Telemental Health Office Zoned

Most mental health professionals starting a telepractice don’t realize that there’s much more to telehealth than jumping on Skype and continuing business as usual. Many things can and do go wrong with telehealth.

Our mission at the TeleMental Health Institute is to keep you updated with the many simple solutions developed by leading researchers and practitioners since 1959 for telemental health. Today, we’ll discuss one potentially costly mistake that can lead to a variety of negative consequences: zoning.

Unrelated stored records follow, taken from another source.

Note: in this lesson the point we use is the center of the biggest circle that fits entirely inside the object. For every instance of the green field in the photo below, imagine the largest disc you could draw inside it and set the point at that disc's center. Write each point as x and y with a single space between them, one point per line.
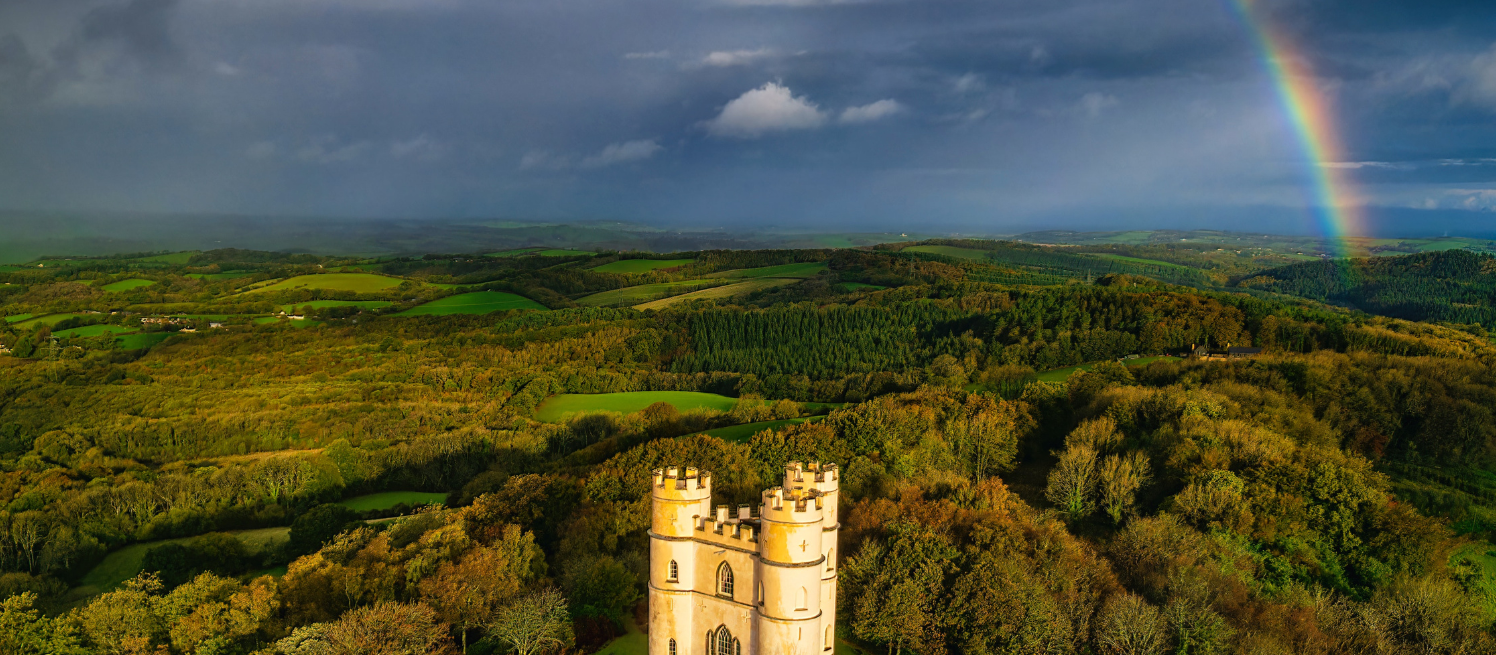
141 340
476 302
48 319
630 296
126 563
386 500
784 271
223 275
641 265
171 257
322 304
949 251
1061 374
744 432
741 289
626 403
359 283
96 331
127 284
633 642
293 323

One of the hidden traps that can await you involves zoning requirements. More specifically, as we discuss in our reimbursement course, Medicare and other insurance payers most often require that the clients/patients receive services at a qualified originating site (e.g., acute access hospital, corrections facility, community mental health center, skilled nursing facility) — and not their homes.  In contrast, telemental health professionals can obtain reimbursement for providing services from a home office because Medicare and 3rd party payers allow professionals to register their home offices as distant sites.

Zoning Challenges

One of the legal issues that is too often ignored is the zoning of one’s home office. The average mental health professional venturing into telepractice does not realize that their home needs to be legally zoned for business. For most, this won’t be a problem; however, cities and counties have zoning regulations that could affect a professional’s ability to work from home. Imagine the frustration that can be created by avoiding this simple step. You spend hours completing your Medicare credentialing application only to receive a letter wanting to determine if your county, city, or state require a business license for you to practice.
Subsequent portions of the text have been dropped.